The choice of the anterior or posterior approach for short-segment instrumentation was based on the Load-Sharing Classification published in a 1994 issue of Spine. The purpose of this review was to demonstrate that grading comminution by use of the Load-Sharing Classification for approach selection and the choice of patients with isolated fractures who are cooperative with spinal bracing for 4 months provide the keys to successful short-segment treatment of isolated spinal fractures.

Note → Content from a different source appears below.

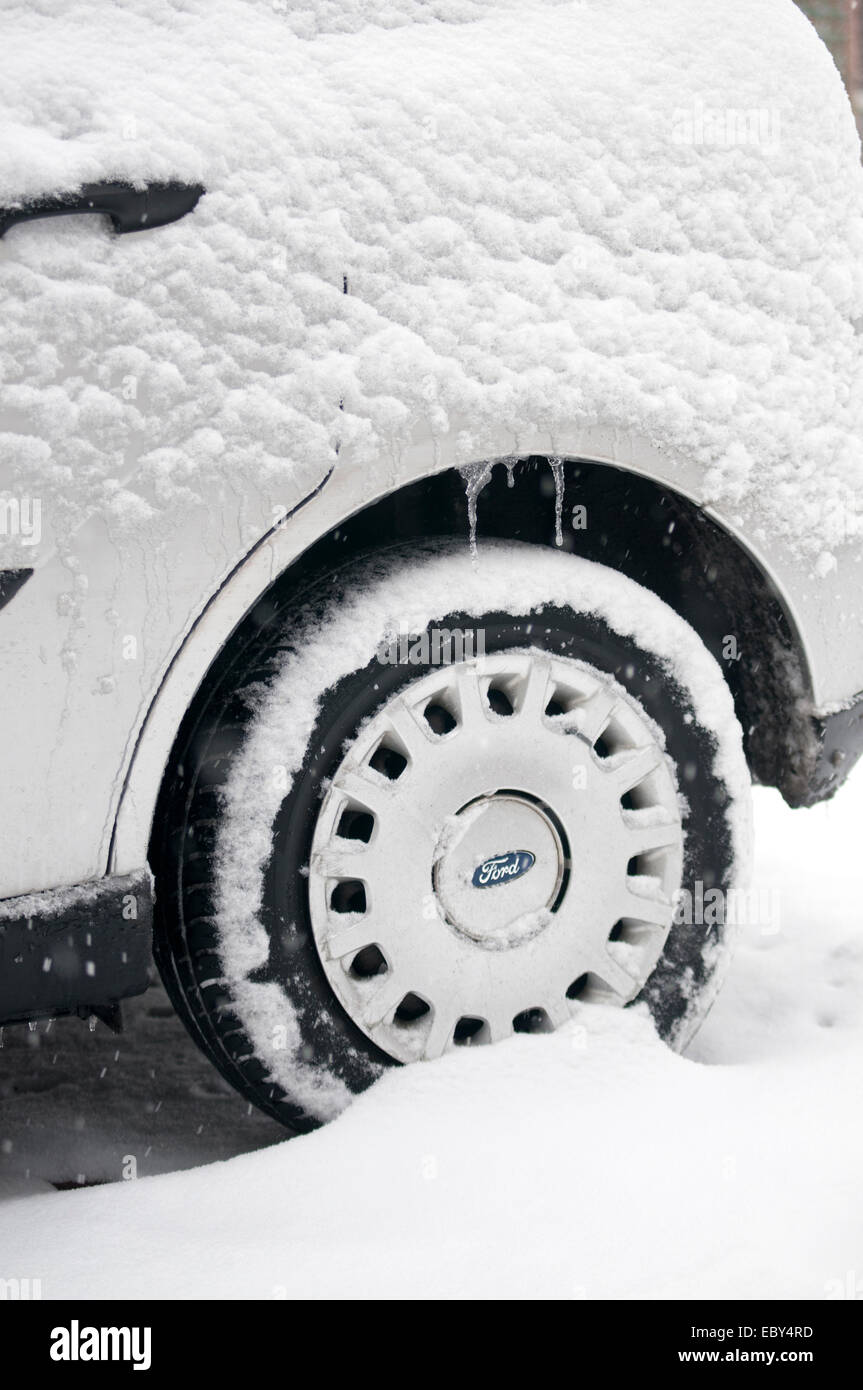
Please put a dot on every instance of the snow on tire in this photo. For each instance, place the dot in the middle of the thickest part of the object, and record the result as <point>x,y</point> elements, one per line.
<point>446,802</point>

Summary of Background Data.

The current literature implies that the use of pedicle screws for short-segment instrumentation of spinal fracture is dangerous and inappropriate because of the high screw fracture rate.

Methods.

Charts, operative notes, preoperative and postoperative radiographs, computed tomography scans, and follow-up records of all patients were reviewed carefully from the time of surgery until final follow-up assessment. The Load-Sharing Classification had been used prospectively for all patients before their surgery to determine the approach for short-segment instrumentation. Denis’ Pain Scale and Work Scales were obtained during follow-up evaluation for all patients.

Results.

All patients were observed over 40 months except for 1 patient who died of unrelated causes after 35 months. The mean follow-up period was 66 months (51/2 years). No patient was lost to follow-up evaluation. Prospective application of the Load-Sharing Classification to the patients’ injury and restriction of the short-segment approach to cooperative patients with isolated spinal fractures (excluding multisystem trauma patients) allowed 45 of 46 patients instrumented by the short-segment technique to proceed to successful healing in virtual anatomic alignment.

Conclusions.

The Load-Sharing Classification is a straightforward way to describe the amount of bony comminution in a spinal fracture. When applied to patients with isolated spine fractures who are cooperative with 3 to 4 months of spinal bracing, it can help the surgeon select short-segment pedicle-screw-based fixation using the posterior approach for less comminuted injuries and the anterior approach for those more comminuted. The choice of which fracture–dislocations should be strut grafted anteriorly and which need only posterior short-segment pedicle-screw-based instrumentation also can be made using the Load-Sharing Classification.